Takahashi: It’s been said many times before, but in the field of development, not just in Afghanistan, but in developing countries in general, we need to consider assistance suitable for the country’s circumstances; what’s necessary and what it will bring to both sides. I believe that in providing assistance, while ensuring accountability, we need to have candid discussions on the national interests of Japan and the recipient country.
When we consider the relationship between Japan and Afghanistan, since Afghanistan is in the center of the Eurasian Continent, many think it has little to do with Japan in the Far East.

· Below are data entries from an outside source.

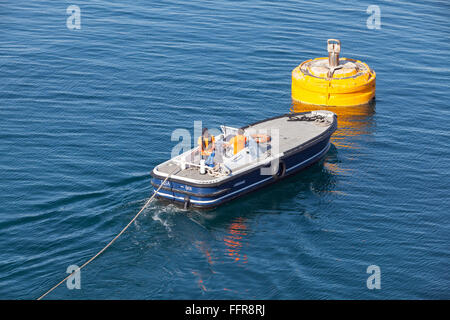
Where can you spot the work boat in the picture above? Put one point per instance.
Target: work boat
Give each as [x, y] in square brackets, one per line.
[275, 148]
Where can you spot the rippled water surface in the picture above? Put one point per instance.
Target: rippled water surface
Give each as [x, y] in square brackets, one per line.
[86, 114]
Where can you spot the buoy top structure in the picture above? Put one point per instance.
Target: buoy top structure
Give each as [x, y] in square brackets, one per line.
[333, 81]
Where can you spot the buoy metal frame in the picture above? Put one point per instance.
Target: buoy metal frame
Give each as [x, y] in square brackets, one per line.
[333, 81]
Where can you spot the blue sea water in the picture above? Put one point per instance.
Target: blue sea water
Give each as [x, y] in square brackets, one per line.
[85, 114]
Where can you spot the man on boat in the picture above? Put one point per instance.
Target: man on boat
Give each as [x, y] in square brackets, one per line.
[206, 143]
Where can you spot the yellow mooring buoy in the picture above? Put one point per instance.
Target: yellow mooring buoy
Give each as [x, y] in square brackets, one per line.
[333, 81]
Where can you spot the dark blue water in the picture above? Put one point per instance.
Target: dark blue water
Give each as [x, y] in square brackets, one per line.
[86, 114]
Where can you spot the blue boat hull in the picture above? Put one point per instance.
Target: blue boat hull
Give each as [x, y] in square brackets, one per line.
[212, 196]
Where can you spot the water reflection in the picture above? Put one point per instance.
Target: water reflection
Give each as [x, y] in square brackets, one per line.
[352, 121]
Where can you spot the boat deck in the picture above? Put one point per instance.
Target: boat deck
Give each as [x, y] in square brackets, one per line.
[291, 135]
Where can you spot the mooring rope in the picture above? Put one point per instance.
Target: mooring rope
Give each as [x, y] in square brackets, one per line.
[113, 240]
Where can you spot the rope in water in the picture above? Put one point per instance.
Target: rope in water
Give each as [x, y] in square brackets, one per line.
[112, 241]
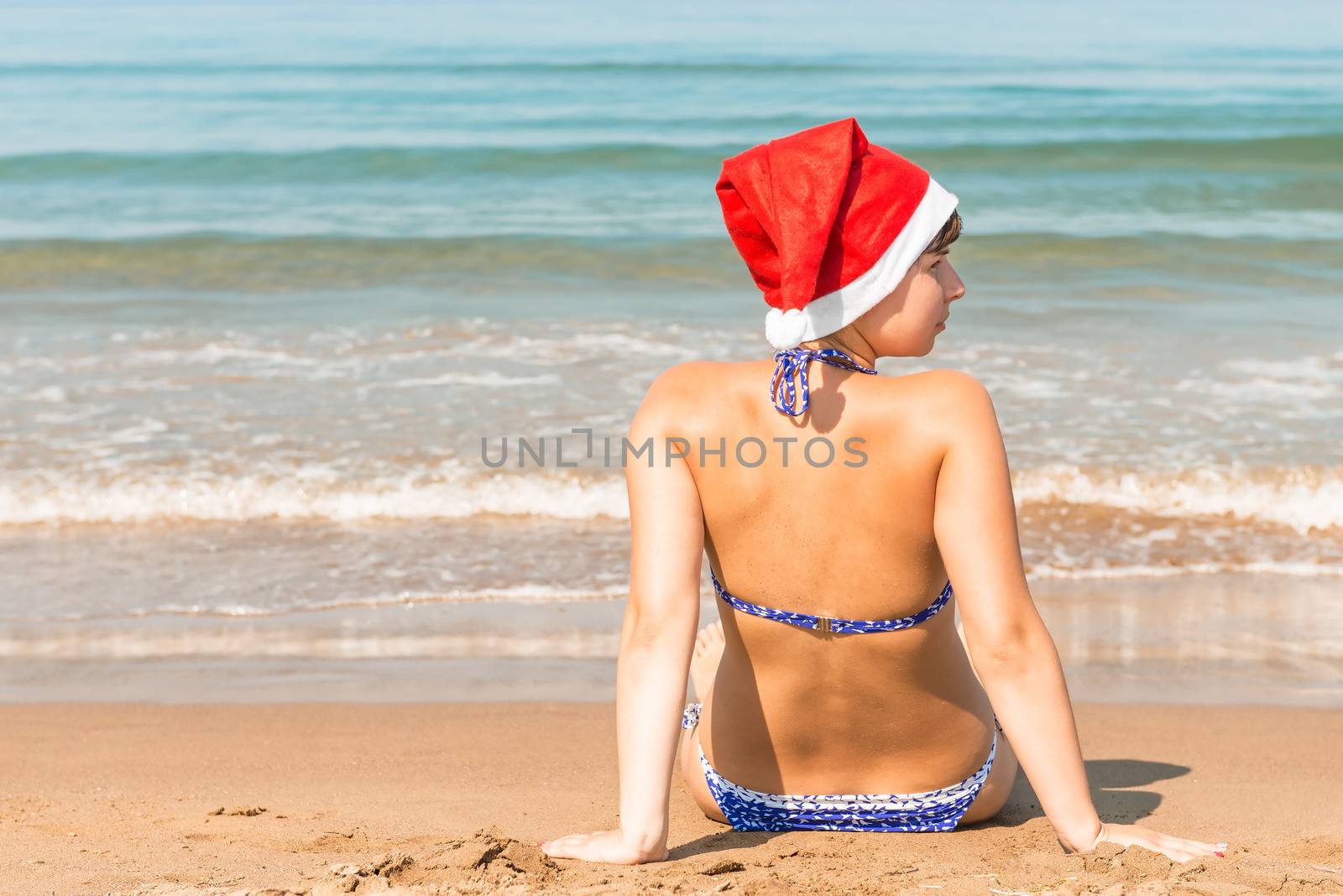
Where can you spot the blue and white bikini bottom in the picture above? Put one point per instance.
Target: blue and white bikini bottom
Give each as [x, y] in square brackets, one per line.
[750, 809]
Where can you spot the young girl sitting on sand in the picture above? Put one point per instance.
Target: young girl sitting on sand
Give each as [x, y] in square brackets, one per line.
[837, 692]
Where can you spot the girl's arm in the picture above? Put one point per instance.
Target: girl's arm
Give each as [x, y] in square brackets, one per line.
[975, 524]
[657, 638]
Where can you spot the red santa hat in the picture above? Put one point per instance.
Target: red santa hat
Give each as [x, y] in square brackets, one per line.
[828, 224]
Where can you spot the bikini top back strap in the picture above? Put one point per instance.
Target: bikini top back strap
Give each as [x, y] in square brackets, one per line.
[830, 624]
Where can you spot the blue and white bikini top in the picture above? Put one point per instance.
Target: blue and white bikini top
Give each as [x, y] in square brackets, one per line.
[830, 624]
[792, 362]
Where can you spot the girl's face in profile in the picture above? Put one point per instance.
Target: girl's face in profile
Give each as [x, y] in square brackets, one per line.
[907, 322]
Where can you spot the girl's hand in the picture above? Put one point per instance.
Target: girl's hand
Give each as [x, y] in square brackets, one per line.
[610, 847]
[1174, 848]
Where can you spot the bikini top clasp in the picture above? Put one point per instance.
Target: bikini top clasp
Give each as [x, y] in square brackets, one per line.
[829, 624]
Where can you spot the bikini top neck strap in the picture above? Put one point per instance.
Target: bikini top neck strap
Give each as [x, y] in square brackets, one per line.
[792, 362]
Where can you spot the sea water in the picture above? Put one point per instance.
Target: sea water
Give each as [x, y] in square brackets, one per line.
[269, 273]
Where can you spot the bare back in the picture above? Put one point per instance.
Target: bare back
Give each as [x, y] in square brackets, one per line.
[876, 712]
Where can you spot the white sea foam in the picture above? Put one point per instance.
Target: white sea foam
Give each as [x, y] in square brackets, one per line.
[76, 644]
[1303, 499]
[1299, 497]
[311, 492]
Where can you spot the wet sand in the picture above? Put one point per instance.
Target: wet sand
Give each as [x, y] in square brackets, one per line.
[452, 799]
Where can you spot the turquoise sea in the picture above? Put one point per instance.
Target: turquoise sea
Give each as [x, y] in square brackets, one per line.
[270, 273]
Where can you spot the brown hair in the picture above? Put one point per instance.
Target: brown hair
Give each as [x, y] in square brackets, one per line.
[947, 235]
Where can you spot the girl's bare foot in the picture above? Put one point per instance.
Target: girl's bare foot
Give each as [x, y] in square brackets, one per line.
[704, 663]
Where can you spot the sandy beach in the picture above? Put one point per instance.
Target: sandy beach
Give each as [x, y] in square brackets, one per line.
[453, 799]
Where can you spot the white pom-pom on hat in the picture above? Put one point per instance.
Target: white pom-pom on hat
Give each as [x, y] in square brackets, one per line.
[785, 329]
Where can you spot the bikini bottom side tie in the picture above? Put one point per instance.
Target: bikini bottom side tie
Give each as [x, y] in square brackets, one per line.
[931, 810]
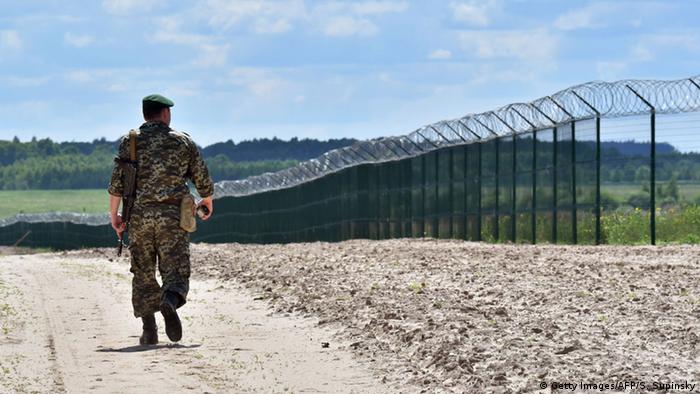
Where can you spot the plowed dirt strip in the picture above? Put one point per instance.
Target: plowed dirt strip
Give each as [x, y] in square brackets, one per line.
[66, 326]
[452, 316]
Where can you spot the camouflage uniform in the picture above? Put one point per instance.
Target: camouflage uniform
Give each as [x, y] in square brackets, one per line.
[166, 160]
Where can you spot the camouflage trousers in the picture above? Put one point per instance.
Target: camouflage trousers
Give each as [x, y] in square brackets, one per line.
[156, 239]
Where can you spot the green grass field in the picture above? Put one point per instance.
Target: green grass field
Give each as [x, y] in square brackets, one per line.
[36, 201]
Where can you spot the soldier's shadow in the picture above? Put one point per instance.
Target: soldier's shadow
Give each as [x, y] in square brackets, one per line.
[145, 348]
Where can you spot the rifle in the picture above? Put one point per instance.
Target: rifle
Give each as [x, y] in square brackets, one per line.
[129, 168]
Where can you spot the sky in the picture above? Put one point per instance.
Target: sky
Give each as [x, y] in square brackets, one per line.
[243, 69]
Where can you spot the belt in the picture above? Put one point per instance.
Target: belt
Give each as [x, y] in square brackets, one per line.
[170, 201]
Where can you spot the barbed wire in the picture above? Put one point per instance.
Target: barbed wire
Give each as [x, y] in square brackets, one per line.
[604, 99]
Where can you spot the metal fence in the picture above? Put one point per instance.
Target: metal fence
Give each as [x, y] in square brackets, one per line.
[596, 163]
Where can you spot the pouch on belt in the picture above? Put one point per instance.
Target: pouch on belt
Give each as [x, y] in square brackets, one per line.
[187, 218]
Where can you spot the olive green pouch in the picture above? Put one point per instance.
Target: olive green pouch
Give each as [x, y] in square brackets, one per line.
[187, 219]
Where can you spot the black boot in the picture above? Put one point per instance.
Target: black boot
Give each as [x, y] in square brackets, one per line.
[168, 307]
[150, 331]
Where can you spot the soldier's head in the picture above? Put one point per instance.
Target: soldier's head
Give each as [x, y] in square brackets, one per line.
[157, 108]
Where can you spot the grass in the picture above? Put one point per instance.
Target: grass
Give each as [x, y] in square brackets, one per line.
[13, 202]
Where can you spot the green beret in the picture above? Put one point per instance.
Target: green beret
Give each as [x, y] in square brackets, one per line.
[158, 100]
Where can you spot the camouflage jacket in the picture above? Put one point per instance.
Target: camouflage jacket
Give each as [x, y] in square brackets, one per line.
[166, 160]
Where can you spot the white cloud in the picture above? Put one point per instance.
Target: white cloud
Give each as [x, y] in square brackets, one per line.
[78, 41]
[378, 7]
[540, 45]
[266, 26]
[211, 53]
[265, 16]
[26, 82]
[260, 82]
[440, 54]
[604, 14]
[610, 70]
[476, 13]
[584, 18]
[123, 7]
[346, 26]
[10, 39]
[650, 48]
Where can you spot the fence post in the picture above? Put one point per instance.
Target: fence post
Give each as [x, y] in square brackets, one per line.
[574, 219]
[534, 188]
[478, 195]
[652, 180]
[555, 177]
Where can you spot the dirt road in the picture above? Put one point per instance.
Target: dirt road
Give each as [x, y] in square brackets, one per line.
[66, 326]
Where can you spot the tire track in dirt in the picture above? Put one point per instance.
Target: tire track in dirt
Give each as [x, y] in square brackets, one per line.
[80, 336]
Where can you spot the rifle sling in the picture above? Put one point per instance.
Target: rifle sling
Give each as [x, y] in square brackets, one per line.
[132, 145]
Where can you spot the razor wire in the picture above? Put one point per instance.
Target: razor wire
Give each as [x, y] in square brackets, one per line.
[605, 99]
[584, 101]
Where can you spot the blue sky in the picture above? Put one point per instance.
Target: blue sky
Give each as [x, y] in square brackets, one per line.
[76, 71]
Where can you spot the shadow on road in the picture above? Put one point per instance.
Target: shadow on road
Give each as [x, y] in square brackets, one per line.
[140, 348]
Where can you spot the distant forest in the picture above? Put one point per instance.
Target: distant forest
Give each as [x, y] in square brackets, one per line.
[44, 164]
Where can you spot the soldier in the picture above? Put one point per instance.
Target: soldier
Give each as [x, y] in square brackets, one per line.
[166, 159]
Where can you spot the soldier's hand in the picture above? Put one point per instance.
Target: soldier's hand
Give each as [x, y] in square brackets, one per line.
[209, 203]
[117, 224]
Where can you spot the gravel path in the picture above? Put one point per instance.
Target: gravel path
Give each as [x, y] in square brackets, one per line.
[452, 316]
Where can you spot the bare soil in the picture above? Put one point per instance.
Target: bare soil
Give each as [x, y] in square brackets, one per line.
[398, 316]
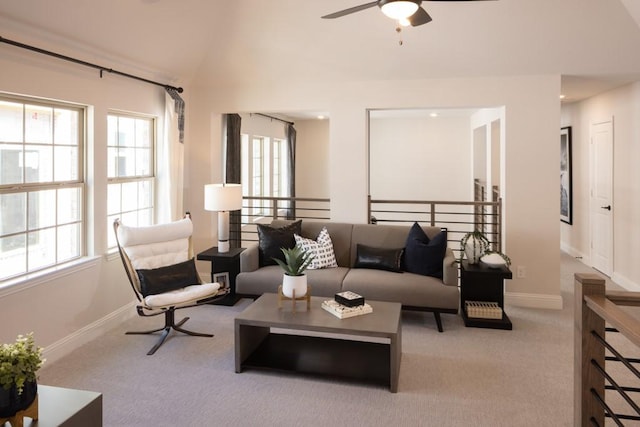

But I don’t think so. Movements in inland Asia are not something Japan can ignore. I believe that trends in Eurasia have been important since ancient times.
An archaeology professor I respect taught me that Afghanistan is important because it is in the middle of Eurasia. I didn’t quite get it. Seeing my skepticism, he added, “Afghanistan is the navel of Eurasia. The navel is important, right?” That’s when it sunk in me.
– So it’s the navel. And the navel is next to China and near Russia. Just realizing these points tells you the weight of Afghanistan.
This is a translation of the Japanese article published in the November 2021 issue of the Seiron magazine.
Hiroshi Takahashi is a visiting professor at Takushoku University, Institute of World Studies and former Japanese Ambassador to Afghanistan. After studying at Kabul University, he joined the Japanese Embassy in Pakistan. He served in the Second Middle East Division of Ministry of Foreign Affairs, UN Special Mission to Afghanistan, the Japanese Embassy in Uzbekistan, UN Peacebuilding Office in Tajikistan (2000-2001), and UN Assistance Mission in Afghanistan (2001-2002). He was the Chargé d’affaires ad interim of the Japanese Embassy in Tajikistan, the Japanese Ambassador to Afghanistan (2012-2016), and Special Assistant to the Minister for Foreign Affairs.